Mais dire les choses ainsi révèle beaucoup d’implicite : elle confesse ainsi que Jésus agit par bonté, par gratuité et libéralité. Elle confesse encore qu’il donne en abondance, elle l’a déduit de ce qui est parvenu à ses oreilles. Elle a compris aussi, ce que tous les membres du peuple juif n’ont pas compris encore, qu’il est venu à la rencontre du peuple qui cherche à revenir vers son dieu : elle a saisi intuitivement le coeur même de la mission de Jésus, telle que Marc nous l’a présentée. Elle l’a saisi alors qu’elle n’en est pas, qu’elle est Grecque et Syro-phénicienne. Et Marc nous montre ainsi quelque chose de bien mystérieux et troublant, c’est que ce sont parfois les personnes qui sont apparemment les plus éloignées qui comprennent le plus profondément l’évangile et celui qui en est le porteur.

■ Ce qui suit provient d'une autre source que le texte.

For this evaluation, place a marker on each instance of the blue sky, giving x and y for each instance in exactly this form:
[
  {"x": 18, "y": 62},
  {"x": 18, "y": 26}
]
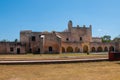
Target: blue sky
[{"x": 49, "y": 15}]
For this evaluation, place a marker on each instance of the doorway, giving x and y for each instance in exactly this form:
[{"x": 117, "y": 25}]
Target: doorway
[{"x": 18, "y": 50}]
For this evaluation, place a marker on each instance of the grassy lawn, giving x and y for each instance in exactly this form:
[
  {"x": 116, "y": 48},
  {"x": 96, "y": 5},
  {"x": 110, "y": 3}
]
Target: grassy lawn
[
  {"x": 53, "y": 56},
  {"x": 74, "y": 71}
]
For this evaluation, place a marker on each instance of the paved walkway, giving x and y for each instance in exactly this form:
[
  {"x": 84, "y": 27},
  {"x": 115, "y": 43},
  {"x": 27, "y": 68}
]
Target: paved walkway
[{"x": 7, "y": 62}]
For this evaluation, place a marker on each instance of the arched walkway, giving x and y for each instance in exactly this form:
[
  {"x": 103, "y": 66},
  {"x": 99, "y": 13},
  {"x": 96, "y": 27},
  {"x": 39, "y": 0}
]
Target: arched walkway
[
  {"x": 85, "y": 49},
  {"x": 105, "y": 49},
  {"x": 111, "y": 48},
  {"x": 93, "y": 49},
  {"x": 63, "y": 49},
  {"x": 99, "y": 49},
  {"x": 69, "y": 49}
]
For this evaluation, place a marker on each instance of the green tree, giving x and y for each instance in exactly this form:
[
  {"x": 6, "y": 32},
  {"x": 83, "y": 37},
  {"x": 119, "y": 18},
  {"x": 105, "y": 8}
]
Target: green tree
[
  {"x": 117, "y": 39},
  {"x": 106, "y": 38}
]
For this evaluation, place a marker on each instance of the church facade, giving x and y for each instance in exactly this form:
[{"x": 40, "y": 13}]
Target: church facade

« Et il lui dit : à cause de cette parole, lève-toi, il est parti loin de ta fille, le démon. Et après qu’elle soit partie à sa maison, elle trouva son enfant jetée sur le lit et le démon parti. C’est sans doute tout cela qu’a vu et compris Jésus. Il a vu à quelle profondeur elle a perçu ce qu’il était, qui il était, et comme elle l’accepte, comme elle se positionne avec justesse, comme elle en tire conséquence pour elle et les siens. Elle ne renonce pas à demander, avec la conscience des largesse dont le dieu est capable, et son messager pour lui. Elle se situe dans le « cercle » dont elle pense faire partie, pas servie en premier et néanmoins servie à cause de sa grandeur à lui.

Comme il a déjà fait pour d’autres, Jésus lui annonce que son désir a obtenu ce à quoi il tendait, parce qu’il s’est élevé sans renoncer devant l’obstacle apparent qui lui était mis : le [daïmoone] est parti loin, a quitté sa fille. C’est une toute petite nuance, un verbe qui exprime bien dans son préverbe [ex-] l’idée de sortie, mais qui exprime surtout l’idée de partir au loin, un peu comme dans l’idée d’exil. Le mal est parti, sans concéder l’interprétation que la fille ait été jamais « possédée » ou « habitée » par lui. Et la femme manifeste sa foi en cette parole en partant, et Marc y insiste, « après qu’elle soit partie à sa maison« . Ce n’est qu’en rentrant chez elle qu’elle trouve le résultat de sa démarche et, peut-on dire, de sa foi.